As a substitute for a flush water process, it reduces the energy consumption and, hence, greenhouse gas emissions associated with the transportation and processing of water and waste water.

Humanure may be deemed safe for humans to use on crops if handled in accordance with local health regulations, and composted properly. This means that thermophilic decomposition of the humanure must heat it sufficiently to destroy harmful pathogens, or enough time must have elapsed since fresh material was added that biological activity has killed any pathogens. To be safe for crops, a curing stage is often needed to allow a second mesophilic phase to reduce potential phytotoxins.

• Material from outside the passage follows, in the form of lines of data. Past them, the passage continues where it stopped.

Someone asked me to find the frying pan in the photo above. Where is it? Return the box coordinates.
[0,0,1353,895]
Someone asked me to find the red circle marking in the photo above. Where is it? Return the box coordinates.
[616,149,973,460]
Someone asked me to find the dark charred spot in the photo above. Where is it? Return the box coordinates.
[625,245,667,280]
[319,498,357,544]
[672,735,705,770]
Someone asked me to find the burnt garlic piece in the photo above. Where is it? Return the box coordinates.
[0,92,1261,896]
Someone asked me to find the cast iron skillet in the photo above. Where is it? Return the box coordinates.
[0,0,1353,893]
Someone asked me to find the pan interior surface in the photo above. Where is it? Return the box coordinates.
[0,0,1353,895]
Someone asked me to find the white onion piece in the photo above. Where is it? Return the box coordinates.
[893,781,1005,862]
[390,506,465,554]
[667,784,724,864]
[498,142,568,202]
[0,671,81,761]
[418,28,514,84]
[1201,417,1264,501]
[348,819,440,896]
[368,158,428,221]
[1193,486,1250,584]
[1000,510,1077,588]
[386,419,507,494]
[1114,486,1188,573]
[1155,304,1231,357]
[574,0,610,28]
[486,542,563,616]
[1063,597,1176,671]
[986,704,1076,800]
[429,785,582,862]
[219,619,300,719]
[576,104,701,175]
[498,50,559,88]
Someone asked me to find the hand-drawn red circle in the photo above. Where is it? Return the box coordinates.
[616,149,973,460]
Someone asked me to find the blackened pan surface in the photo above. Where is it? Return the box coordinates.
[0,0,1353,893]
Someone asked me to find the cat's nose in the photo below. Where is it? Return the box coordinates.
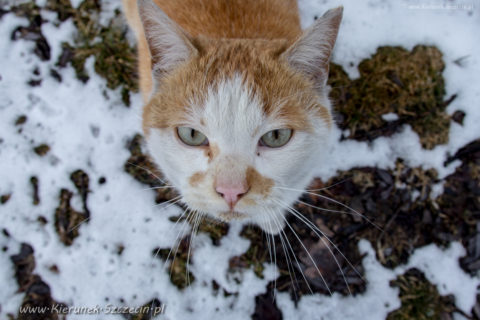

Humanure is different from night soil, which is raw human waste spread on crops. While aiding the return of nutrients in faecal matter to the soil, it can carry and spread a vast number of human pathogens. Humanure kills these pathogens both by the extreme heat of the composting and the extended amount of time (1 to 2 years) that it is allowed to decompose.

Vermicompost

Rotary screen harvested worm castings

Vermicompost is the product of composting utilizing various species of worms, usually red wigglers, white worms, and earthworms to create a heterogeneous mixture of decomposing vegetable or food waste (not to include meat, dairy, fats, or oils), bedding materials, and vermicast. Vermicast, also known as worm castings, worm humus or worm manure, is the end-product of the breakdown of organic matter by species of earthworm. This type of composting is sometimes suggested as a feasible indoor composting method

The earthworm species (or composting worms) most often used are Red Wigglers (Eisenia foetida or Eisenia andrei), though European nightcrawlers (Eisenia hortensis) could also be used. Red wigglers are recommended by most vermiculture experts, as they have some of the best appetites and breed very quickly. Users refer to European nightcrawlers by a variety of other names, including dendrobaenas, dendras, and Belgian nightcrawlers.

Containing water-soluble nutrients, vermicompost is a nutrient-rich organic fertilizer and soil conditioner.

Vermicompost tea has been shown to cause a 173.5% increase in plant growth by mass over plants grown without castings. These results were seen with only 10% addition of castings to produce these results.